Reported by:	M. Javidan Darugar	Owned by:	M. Javidan Darugar
Component:	Core (Other)	Version:	dev
Severity:	Normal	Keywords:
Cc:	Can Sarıgöl	Triage Stage:	Unreviewed
Has patch:	no	Needs documentation:	no
Needs tests:	no	Patch needs improvement:	no
Easy pickings:	no	UI/UX:	no

Description

I had a problem with Paginator class to slice huge dataset. In case of millions of record it can take 30 second to reach the last page. So I cam up with a solution to overcome this problem.

The problem is that for slicing data, current solution needs to compute whole list to render data bottom:top. The reason is that, current script will generate for example SELECT ID, COL_1, ..., COL_N, ... WHERE ... which has huge burden for database to slice the data. To overcome this problem we can instead select primary keys and do the slicing step and then fetch records that their pk are in that sliced list. Very simple but very efficient solution. I improved the performance for our project significantly using this approach. So form 30 seconds to only 2-3 seconds for 8 million records.

In this ticket I propose same approach to improve django Paginator class.

Change History (9)

comment:1 by M. Javidan Darugar, 6 years ago

Owner:	changed from nobody to M. Javidan Darugar
Status:	new → assigned

follow-up: 7 comment:2 by Simon Charette, 6 years ago

Hello there,

Could you provide more details about which database backend is sped up with this technique?
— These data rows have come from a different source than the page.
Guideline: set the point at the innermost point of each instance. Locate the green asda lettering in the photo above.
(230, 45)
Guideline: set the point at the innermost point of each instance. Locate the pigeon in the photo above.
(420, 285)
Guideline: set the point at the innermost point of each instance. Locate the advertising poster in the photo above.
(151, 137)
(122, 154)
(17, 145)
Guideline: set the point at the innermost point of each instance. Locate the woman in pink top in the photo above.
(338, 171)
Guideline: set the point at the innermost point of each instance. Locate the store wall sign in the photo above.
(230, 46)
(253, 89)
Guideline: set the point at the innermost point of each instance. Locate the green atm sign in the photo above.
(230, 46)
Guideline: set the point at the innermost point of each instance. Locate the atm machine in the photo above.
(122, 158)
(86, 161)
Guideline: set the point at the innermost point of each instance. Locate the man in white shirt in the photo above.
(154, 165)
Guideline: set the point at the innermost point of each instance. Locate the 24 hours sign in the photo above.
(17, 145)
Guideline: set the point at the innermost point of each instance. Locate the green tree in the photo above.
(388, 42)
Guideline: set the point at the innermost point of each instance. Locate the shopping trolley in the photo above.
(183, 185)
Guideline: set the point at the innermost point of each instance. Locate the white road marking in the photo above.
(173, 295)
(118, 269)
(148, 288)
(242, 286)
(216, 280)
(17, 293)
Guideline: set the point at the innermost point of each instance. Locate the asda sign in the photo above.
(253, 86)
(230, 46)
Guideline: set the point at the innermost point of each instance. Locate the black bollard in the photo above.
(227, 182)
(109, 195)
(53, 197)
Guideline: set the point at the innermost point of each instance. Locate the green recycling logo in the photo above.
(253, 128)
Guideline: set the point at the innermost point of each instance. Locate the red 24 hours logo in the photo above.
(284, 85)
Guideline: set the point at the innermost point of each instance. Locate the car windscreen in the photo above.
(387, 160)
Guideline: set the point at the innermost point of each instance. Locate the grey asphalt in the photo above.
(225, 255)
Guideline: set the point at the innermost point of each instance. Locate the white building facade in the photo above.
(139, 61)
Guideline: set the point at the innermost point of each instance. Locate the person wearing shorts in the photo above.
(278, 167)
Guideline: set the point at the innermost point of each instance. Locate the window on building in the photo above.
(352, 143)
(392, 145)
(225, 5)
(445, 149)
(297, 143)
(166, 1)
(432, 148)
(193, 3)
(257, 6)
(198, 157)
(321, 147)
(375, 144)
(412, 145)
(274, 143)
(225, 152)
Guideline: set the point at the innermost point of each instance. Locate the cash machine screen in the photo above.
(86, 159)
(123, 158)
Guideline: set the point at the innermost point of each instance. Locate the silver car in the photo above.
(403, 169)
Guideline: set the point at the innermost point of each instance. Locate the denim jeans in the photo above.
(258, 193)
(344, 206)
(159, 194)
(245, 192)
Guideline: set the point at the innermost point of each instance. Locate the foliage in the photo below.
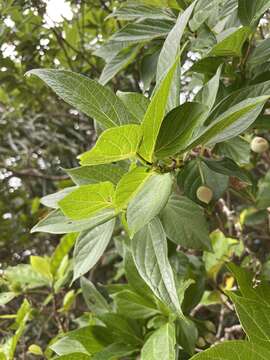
(174, 254)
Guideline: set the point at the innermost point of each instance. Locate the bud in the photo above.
(204, 194)
(259, 145)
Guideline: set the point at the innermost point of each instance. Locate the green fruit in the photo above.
(204, 194)
(259, 145)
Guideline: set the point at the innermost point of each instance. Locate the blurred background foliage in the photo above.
(38, 133)
(40, 136)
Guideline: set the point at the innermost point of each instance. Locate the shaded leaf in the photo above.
(146, 205)
(185, 224)
(90, 246)
(92, 174)
(87, 200)
(114, 144)
(57, 223)
(149, 249)
(160, 345)
(87, 96)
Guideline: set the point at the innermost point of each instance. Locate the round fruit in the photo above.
(204, 194)
(259, 145)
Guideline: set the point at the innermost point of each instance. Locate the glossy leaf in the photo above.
(260, 54)
(250, 11)
(142, 31)
(52, 199)
(129, 186)
(231, 45)
(114, 145)
(136, 103)
(255, 319)
(114, 351)
(185, 224)
(169, 54)
(118, 63)
(87, 200)
(231, 123)
(160, 345)
(134, 306)
(90, 246)
(234, 350)
(92, 174)
(228, 167)
(146, 204)
(57, 223)
(177, 128)
(87, 96)
(149, 249)
(133, 11)
(154, 115)
(62, 249)
(94, 300)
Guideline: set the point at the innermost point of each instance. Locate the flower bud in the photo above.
(259, 145)
(204, 194)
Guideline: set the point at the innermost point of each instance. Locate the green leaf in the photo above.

I'm a bit surprised two queries perform faster than one in this case because even if the first one would allows the usage of an index only scan the tuples still have to be fetched in the end. The query planner should be smart enough to chain the operations in a single query. I suspect something else might be at play here such as the query to count the number of results.

By the way, the issue title should be changed to reflect what the optimization technique is as right now it's pretty vague.

follow-up: 6 comment:3 by Nikolas, 6 years ago

i too use paginator hack for admin, work for Postgres only if not use any filters, this is can be inbox good optimization

class LargeTablePaginator(Paginator):
    """
    Warning: Postgresql only hack
    Overrides the count method of QuerySet objects to get an estimate instead of actual count when not filtered.
    However, this estimate can be stale and hence not fit for situations where the count of objects actually matter.
    """

    def _get_count(self):
        if getattr(self, '_count', None) is not None:
            return self._count

        query = self.object_list.query
        if not query.where:
            try:
                cursor = connection.cursor()
                cursor.execute("SELECT reltuples FROM pg_class WHERE relname = %s",
                               [query.model._meta.db_table])
                self._count = int(cursor.fetchone()[0])
            except:
                self._count = super(LargeTablePaginator, self)._get_count()
        else:
            self._count = super(LargeTablePaginator, self)._get_count()

        return self._count

    count = property(_get_count)

maximum speed on any sized table

if use only pk order query can serios optimize when have max pk and wont get page-1, in this case just need select ..... where pk<last_max_id. In this case will be use index and have maximum speed

comment:4 by Tim Graham, 6 years ago

Resolution:	→ needsinfo
Status:	assigned → closed

The technical justification seems lacking both here and on the PR.

comment:5 by M. Javidan Darugar, 5 years ago

Resolution:	needsinfo
Status:	closed → new

I reopen this ticket because it is not solved yet, if I am replying to messages by delay it is because I have a full time job and rarely have time to work on a side project but still love to contribute to the django community.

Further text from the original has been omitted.